Shah Mohammad Reza Pahlavi at Charlottenburg Palace
Charlottenburg Palace, June 2, 1967, 6:30 pm
June 2, 1967 is a key date for the former Federal Republic of Germany. The shah of Iran, Mohammad Reza Pahlavi, and his wife Farah Diba were in Berlin, but it was a controversial state visit. The Berlin Senate held a reception for its guests at Charlottenburg Palace. Heinrich Albertz, the governing mayor, greeted them in the Lower Oval Hall. All was still calm on the streets, although around a thousand onlookers had gathered in front of the palace, including 200 opponents of the shah’s authoritarian regime.
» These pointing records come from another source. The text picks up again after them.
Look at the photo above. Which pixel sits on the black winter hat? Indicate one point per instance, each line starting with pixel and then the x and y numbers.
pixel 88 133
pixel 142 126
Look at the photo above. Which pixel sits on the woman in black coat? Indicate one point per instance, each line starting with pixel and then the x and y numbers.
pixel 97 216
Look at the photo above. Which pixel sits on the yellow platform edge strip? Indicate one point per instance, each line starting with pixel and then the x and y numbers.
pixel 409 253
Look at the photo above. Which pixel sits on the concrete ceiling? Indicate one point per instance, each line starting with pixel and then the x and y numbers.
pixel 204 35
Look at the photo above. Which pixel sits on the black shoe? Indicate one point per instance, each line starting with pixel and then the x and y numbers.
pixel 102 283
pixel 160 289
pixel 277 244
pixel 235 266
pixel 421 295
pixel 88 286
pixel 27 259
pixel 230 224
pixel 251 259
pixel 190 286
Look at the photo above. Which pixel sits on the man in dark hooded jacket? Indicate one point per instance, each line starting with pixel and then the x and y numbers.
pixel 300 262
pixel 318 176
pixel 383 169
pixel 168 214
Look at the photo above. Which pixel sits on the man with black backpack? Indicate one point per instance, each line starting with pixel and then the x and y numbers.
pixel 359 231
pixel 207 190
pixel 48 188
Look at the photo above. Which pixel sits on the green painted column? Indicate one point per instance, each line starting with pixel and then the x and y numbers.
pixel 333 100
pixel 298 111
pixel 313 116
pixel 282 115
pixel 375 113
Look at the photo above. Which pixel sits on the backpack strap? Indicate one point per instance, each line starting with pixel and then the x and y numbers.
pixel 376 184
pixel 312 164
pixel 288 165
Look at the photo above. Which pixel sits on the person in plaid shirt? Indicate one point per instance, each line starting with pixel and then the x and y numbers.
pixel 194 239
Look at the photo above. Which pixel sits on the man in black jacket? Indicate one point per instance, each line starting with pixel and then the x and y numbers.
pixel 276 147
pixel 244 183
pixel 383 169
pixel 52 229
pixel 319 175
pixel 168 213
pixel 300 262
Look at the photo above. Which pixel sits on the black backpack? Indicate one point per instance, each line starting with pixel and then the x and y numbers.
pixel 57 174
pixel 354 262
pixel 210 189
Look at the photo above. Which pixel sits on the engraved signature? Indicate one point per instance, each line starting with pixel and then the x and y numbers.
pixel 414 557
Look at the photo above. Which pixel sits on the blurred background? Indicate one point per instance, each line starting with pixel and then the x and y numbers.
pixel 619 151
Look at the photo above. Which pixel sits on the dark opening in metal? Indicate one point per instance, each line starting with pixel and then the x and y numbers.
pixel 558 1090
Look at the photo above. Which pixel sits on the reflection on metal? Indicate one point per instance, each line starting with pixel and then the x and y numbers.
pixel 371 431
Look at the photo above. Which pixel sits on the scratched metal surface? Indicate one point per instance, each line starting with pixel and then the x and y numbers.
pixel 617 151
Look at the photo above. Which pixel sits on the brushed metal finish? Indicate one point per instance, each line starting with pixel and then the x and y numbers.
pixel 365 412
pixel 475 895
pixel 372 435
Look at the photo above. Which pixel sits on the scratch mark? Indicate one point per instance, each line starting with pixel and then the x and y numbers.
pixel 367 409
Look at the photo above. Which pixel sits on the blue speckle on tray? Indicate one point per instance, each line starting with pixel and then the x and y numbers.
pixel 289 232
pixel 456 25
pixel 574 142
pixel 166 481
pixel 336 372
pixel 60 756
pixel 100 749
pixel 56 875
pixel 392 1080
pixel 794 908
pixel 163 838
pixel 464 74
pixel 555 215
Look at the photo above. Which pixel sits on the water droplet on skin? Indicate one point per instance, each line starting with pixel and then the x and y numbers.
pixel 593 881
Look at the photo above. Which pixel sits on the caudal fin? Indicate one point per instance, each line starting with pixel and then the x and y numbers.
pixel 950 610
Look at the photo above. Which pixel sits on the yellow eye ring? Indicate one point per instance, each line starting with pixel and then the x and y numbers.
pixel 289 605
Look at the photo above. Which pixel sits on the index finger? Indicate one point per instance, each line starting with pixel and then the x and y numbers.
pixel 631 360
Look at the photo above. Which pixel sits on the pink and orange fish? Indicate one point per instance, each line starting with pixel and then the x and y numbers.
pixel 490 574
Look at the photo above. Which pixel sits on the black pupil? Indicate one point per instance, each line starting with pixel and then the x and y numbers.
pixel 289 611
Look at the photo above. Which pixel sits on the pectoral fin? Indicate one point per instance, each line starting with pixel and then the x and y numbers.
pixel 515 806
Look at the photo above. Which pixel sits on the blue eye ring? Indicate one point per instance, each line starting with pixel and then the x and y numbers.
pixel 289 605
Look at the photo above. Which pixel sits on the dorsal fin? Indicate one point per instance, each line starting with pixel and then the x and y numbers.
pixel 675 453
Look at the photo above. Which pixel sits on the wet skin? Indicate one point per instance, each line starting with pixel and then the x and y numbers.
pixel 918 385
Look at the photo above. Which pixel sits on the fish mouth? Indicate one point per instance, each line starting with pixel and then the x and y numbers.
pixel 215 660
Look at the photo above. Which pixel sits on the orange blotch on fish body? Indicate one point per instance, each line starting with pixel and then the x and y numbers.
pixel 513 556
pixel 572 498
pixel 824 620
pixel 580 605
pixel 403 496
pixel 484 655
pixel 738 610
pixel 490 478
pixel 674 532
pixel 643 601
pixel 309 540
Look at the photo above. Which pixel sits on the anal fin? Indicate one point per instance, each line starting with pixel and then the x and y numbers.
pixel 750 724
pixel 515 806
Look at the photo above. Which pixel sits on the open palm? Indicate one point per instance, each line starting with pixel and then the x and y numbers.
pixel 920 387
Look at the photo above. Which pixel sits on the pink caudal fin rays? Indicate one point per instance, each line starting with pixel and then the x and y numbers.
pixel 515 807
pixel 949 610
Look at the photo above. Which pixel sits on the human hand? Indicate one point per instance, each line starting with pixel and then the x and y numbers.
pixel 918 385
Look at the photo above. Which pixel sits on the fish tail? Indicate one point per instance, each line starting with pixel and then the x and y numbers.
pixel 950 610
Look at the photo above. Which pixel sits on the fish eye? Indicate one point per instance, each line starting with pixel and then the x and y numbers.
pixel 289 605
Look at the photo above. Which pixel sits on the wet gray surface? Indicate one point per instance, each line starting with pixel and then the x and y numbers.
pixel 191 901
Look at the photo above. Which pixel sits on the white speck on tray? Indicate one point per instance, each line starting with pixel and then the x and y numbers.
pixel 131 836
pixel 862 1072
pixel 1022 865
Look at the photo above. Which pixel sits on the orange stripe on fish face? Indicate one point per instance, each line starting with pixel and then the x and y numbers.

Only isolated, minor skirmishes occurred.
After the reception, the Iranian imperial couple wished to attend a performance of Mozart’s The Magic Flute at the Deutsche Oper nearby. The situation escalated at 7:45 pm. Some 3000 people had gathered in front of the opera house, now including several hundred opponents of the shah. Armed with wooden slats used as clubs, the police and the “Jubelperser” (literally, “cheering Persians”) who were hired agents of the shah, went on the attack to beat back the demonstrators. Pursued by the police, the student Benno Ohnesorg was forced into a courtyard in the Krumme Straße, where he was shot and killed at close range by the police officer Karl Heinz Kurras. Later, it became known that Kurras worked for the State Security Service of the German Democratic Republic (Stasi). This event was the initial spark of radicalization for the German student movement. It would lead to the sociopolitical revolution of West German postwar society.